= Magneto Inductive Remote Activation Munition System =

The Magneto Inductive Remote Activation Munition System (MI-RAMS) is a variant of the Remote Munition System (RAMS) that uses electromagnetic induction to control electronic equipment, including demolition charges, munitions, and active barriers. The handheld MI-RAMS receiver consists of a box-shaped device with a fixed bulkhead-style receptacle connector on the top with a non-leaking metal shell threaded in the rear section of the connector and sealed with an O-ring.

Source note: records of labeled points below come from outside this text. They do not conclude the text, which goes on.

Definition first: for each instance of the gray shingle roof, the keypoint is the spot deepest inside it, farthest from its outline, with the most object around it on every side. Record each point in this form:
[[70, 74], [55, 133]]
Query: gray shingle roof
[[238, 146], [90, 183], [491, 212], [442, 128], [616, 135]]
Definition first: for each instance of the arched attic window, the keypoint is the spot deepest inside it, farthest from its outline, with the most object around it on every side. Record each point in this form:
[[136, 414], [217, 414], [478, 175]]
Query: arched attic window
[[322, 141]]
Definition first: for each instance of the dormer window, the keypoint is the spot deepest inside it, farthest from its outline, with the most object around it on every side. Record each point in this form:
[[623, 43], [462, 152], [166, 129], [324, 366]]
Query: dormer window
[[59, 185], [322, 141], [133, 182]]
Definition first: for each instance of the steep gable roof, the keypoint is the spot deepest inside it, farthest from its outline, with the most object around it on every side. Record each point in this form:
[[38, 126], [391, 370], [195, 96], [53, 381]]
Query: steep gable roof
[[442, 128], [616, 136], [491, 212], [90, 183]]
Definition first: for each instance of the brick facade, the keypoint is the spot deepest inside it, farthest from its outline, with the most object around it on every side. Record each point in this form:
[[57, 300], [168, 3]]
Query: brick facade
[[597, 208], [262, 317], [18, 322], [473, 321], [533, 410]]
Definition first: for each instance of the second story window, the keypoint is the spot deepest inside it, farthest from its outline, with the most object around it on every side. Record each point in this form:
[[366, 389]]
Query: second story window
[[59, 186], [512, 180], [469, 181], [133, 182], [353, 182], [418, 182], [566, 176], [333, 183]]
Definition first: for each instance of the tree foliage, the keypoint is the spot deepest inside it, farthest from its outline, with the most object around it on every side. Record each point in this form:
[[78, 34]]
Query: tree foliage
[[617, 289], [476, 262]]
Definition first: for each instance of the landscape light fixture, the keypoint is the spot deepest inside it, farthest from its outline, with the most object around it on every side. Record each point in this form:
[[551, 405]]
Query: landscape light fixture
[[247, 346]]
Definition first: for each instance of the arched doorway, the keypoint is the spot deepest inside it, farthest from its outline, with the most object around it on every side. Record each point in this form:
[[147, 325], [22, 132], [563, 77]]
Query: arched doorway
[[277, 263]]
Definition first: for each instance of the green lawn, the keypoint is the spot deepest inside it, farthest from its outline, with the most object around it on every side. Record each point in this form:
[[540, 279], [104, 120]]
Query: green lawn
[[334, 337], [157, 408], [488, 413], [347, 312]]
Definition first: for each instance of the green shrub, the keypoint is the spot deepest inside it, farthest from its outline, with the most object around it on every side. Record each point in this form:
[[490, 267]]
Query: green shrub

With the use of quasi-static AC magnetic fields, MI-RAMS is capable of sending signals through ice, rock, soil, water, and concrete. As a result, MI-RAMS is often used to remotely control ordnance items and communication systems in areas in which radio frequency devices under-perform or fail. These areas include caves, bunkers, tunnels, dense jungle, ice fields, urban structures, and up to 66 feet underwater. The wireless channel created by MI-RAMS does not produce any far field (RF) emissions, which decreases likelihood of detection outside of the operating area. The MI-RAMS transmitters and receivers have also been designed to work with existing communication technology, allowing other types of handsets to link to the system and communicate with each other as long as one MI-RAMS unit is present.

MI-RAMS was designed and modified by researchers at the Army Research Laboratory for U.S. Army Combat Engineer Forces and Army and Navy Special Operations Forces (SEALs) to aid in establishing terrain dominance.